Derrame Pleural Tuberculoso: Diagnóstico e Critérios

UFSC/HU - Hospital Universitário Prof. Polydoro Ernani de São Thiago (SC) — Prova 2020

Enunciado

Considere um paciente masculino, 34 anos, com quadro de febre não aferida, perda de peso, tosse seca e dispneia progressiva nos últimos 30 dias, associada a dor torácica ventilatório dependente a direita. RX tórax evidenciou derrame pleural a direita, sendo o paciente submetido a toracocentese.
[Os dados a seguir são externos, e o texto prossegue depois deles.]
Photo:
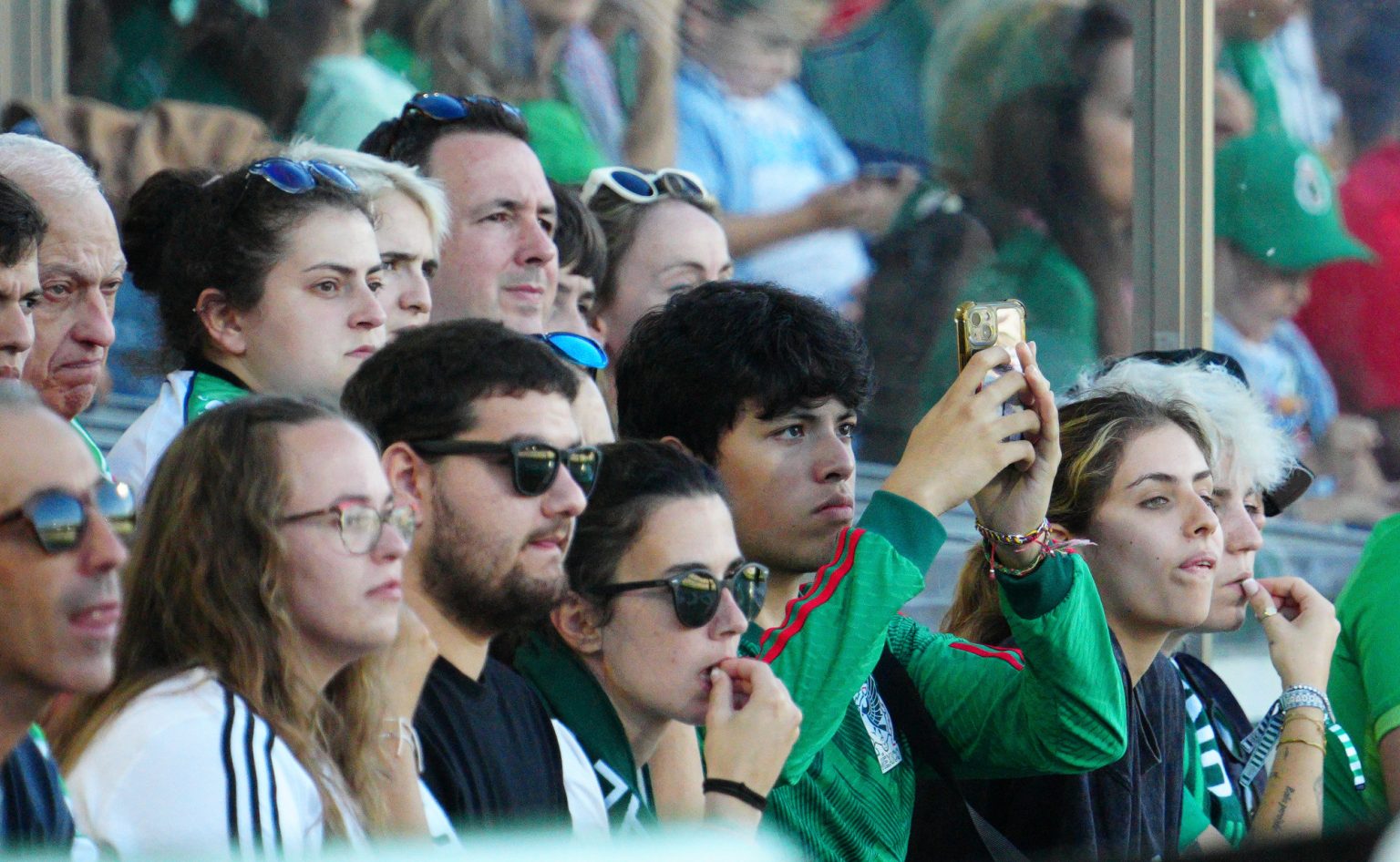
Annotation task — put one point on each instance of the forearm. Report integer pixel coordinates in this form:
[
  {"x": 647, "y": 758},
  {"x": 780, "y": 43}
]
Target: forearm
[
  {"x": 652, "y": 132},
  {"x": 1291, "y": 806},
  {"x": 747, "y": 234}
]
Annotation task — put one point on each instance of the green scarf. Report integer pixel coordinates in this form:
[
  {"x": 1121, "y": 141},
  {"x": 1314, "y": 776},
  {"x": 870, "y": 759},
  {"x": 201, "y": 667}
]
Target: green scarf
[
  {"x": 208, "y": 392},
  {"x": 576, "y": 699}
]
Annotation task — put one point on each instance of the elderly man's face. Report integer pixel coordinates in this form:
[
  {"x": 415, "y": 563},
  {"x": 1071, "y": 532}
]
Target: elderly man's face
[{"x": 80, "y": 269}]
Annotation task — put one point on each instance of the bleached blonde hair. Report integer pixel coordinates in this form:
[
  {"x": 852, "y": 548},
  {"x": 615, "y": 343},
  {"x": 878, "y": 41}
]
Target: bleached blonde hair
[
  {"x": 376, "y": 177},
  {"x": 1243, "y": 436}
]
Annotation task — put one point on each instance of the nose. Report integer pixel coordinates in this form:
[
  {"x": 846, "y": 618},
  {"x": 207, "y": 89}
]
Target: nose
[
  {"x": 417, "y": 294},
  {"x": 728, "y": 621},
  {"x": 1240, "y": 532},
  {"x": 94, "y": 319},
  {"x": 367, "y": 313},
  {"x": 564, "y": 498},
  {"x": 101, "y": 551},
  {"x": 835, "y": 461},
  {"x": 15, "y": 329},
  {"x": 1200, "y": 518}
]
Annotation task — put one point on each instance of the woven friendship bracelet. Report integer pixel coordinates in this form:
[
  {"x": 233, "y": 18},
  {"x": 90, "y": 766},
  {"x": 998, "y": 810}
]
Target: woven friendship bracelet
[
  {"x": 1264, "y": 738},
  {"x": 1013, "y": 539}
]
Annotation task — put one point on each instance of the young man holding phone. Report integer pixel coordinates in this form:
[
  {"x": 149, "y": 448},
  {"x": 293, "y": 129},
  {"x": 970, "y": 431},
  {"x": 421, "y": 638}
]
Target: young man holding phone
[{"x": 766, "y": 385}]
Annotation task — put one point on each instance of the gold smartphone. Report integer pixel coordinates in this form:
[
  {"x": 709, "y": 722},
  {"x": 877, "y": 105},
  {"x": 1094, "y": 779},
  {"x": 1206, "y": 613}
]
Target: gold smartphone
[{"x": 982, "y": 325}]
A análise do líquido pleural mostrou: glicose 86 mg/dL; proteínas totais de 4,5 mg/dL (proteína sérica 6 mg/dL); desidronegase láctica (LDH) de 243U/L (LDH sérico 292U/L); citologia total com 350 leucócitos/mm3, citologia específica com 86% de linfomonocitários e 14% de polimorfonucleares, e adenosina deaminase de 45U/L. Considerando os dados acima, é correto afirmar que:

Alternativas

  1. A) Trata-se de um líquido pleural do tipo exsudato, sendo o diagnóstico mais provável de tuberculose pleural.
  2. B) Trata-se de um líquido pleural do tipo transudato, e a possibilidade de miocardite pós- viral deve ser investigada.
  3. C) Trata-se de um derrame pleural parapneumônico complicado, sendo necessário pleuroscopia imediata.
  4. D) Trata-se de um empiema e a conduta deve ser internação para tratamento antibiótico e drenagem pleural.
  5. E) Trata-se de um exsudato provavelmente relacionado a pneumonia bacteriana comunitária, sendo necessário tratamento antibiótico intra-hospitalar e acompanhamento evolutivo do derrame pleural.

Pérola Clínica

Derrame pleural exsudativo linfomonocitário com ADA > 40 U/L + sintomas constitucionais → Tuberculose pleural.

Resumo-Chave

A análise do líquido pleural é crucial para diferenciar exsudatos de transudatos e guiar o diagnóstico. Os critérios de Light confirmam o exsudato, e a predominância linfomonocitária com ADA elevada (>40 U/L) em um paciente com sintomas constitucionais e pulmonares arrastados é altamente sugestiva de tuberculose pleural, uma causa comum de derrame pleural no Brasil.

Contexto Educacional

O derrame pleural é uma condição comum na prática clínica, e sua investigação exige uma abordagem sistemática. A diferenciação entre transudato e exsudato é o primeiro passo crucial, guiada pelos critérios de Light. Transudatos são geralmente causados por desequilíbrios de pressão hidrostática ou oncótica (ex: insuficiência cardíaca, cirrose), enquanto exsudatos resultam de inflamação da pleura ou aumento da permeabilidade capilar (ex: infecções, neoplasias, doenças autoimunes). No contexto de um exsudato, a análise citológica e bioquímica do líquido pleural fornece pistas diagnósticas essenciais. A predominância de linfomononucleares, como observado na questão, é característica de tuberculose, neoplasias ou doenças autoimunes. A dosagem da adenosina deaminase (ADA) é particularmente útil na suspeita de tuberculose pleural, sendo um teste com boa sensibilidade e especificidade em áreas de alta prevalência. Um ADA > 40 U/L, juntamente com o quadro clínico e citológico, fortalece a hipótese de tuberculose. O manejo do derrame pleural depende da etiologia. No caso de tuberculose pleural, o tratamento é com esquema quimioterápico específico para tuberculose. É fundamental que residentes dominem a interpretação desses exames para um diagnóstico e tratamento adequados, evitando atrasos e complicações para o paciente.

Perguntas Frequentes

Quais são os critérios de Light para classificar um derrame pleural?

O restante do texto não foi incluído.